This post is the third in an ongoing "CEO Article of The Week" original content series written by Integral Leaders in Health Founder and CEO, Spence Taylor, M.D. New articles on various topics related to our organization's purpose will be published each Monday.
South Carolina is experiencing a medical care crisis where patient well-being is no longer the top priority, and the components of the medical environment (doctors, hospitals, payors and universities/innovators) seem unbalanced and patient dissatisfaction is at an all-time high.
Do you have a financial advisor – a professional wealth consultant? Many people do. The wealth consultant meets and works to understand their client’s retirement goals, income needs, plans for the future, their concerns, their anticipated long-range expenses, and their financial risk tolerance and other matters concerning their personal finances.
Using that, they help formulate and implement plans and use periodic meetings to ensure everything is happening correctly. Notice what the financial advisor does not do. They do not tell people how much money they should make, what jobs they should do or when to retire. They do not tell them how much to spend on long-range expenses. They do not mandate a particular plan. People are free to accept the advisor’s advice or turn it down. While the investment strategies might be similar to others, the plan is unique. In other words, the financial advisor works to achieve the shared financial goals created by them and their client.
Why doesn’t medicine work this way?
Perhaps it did a century ago when the medical care environment consisted only of the doctor and a relationship with a patient. Just like the financial advisor, patient well-being was simply defined as achieving shared health goals created by the patient and the doctor. Unfortunately, as the medical care environment became more sophisticated, however, our capabilities improved. Today the medical care environment includes not only the doctor, but also hospitals, payors and universities/innovators (the healthcare industrial complex) – all ostensibly working to support patient well-being. But with these additions, something else happened. Third-party outcomes were born – best practices, standards of care and clinical guidelines for care. Though well-intentioned, these third-party outcomes slowly replaced the achievement of shared goals between the doctor and patient as the measure of success in medicine.
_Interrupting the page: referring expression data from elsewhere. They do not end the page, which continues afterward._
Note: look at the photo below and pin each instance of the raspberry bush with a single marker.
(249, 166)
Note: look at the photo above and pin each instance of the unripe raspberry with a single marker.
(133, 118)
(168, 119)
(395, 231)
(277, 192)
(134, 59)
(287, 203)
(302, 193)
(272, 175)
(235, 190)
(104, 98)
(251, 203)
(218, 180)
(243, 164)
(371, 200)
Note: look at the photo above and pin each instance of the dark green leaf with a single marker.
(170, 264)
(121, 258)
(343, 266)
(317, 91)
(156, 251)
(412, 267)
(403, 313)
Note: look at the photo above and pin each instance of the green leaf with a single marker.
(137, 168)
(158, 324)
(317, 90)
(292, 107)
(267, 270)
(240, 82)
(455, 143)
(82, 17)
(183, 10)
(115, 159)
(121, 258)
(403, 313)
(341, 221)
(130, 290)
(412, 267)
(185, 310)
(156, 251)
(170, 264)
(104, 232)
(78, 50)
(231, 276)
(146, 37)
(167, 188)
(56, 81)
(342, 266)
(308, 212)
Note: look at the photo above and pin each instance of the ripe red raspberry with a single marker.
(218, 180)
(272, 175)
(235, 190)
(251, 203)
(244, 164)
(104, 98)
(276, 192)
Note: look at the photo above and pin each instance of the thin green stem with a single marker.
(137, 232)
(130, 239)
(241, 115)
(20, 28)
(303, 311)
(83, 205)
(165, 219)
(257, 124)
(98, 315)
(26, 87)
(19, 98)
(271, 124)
Notice from where these third-party outcomes originated. They came from the “third-party” components within the environment – doctors, hospitals, payors and universities/innovators. They include such things as cancer screening best practices, chronic disease management parameters, care that is covered by insurance and care that is not. Even the performance of annual physicals is tracked as a statistic. And of course, it is impossible to watch television without hearing ads about what pharmaceuticals we should be using.
Notice, too, how the role of the patients has changed. They are no longer decision makers – they are the “objects” by which third-party outcomes are measured.
Whether intentional or not, the medical care environment has seemingly become all about itself -- not the patient. Competition among its components has resulted in an imbalance where doctors, hospitals, payors and universities/innovators have – intentionally or not – placed their own concerns above those of patient well-being (the shared goals between the patient and the doctor). This is the crux of the Medical Care Crisis.
It is important not to confuse medical care and the Medical Care Crisis with healthcare and the healthcare crisis. The term ‘healthcare’ generally refers to the massive, multi-trillion-dollar healthcare industry -- nearly 20% of the national Gross Domestic Product. The “healthcare crisis” – characterized by insufficient access, population disease burden, social determinants of health and unsustainable cost – is, then, the concern of policy makers, elected officials, health administrators and even businesspeople. Medical care, on the other hand, is where healthcare actually touches patients. It is a profession, not an industry. It is the concern of doctors and other professional caregivers.
Common sense suggests there is little use in solving the healthcare crisis in America as long as we have an overlying Medical Care Crisis. Why even seek out a financial wealth advisor if the advisor was going to be unavailable, burned out, more concerned about their own commissions than our financial goals, committed to sending only text messages for communication, allowing their administrative assistant to manage the investment funds and indifferent to communication?
If we are not going to tolerate such from our financial advisors, why, then, do we tolerate it from our medical care advisors?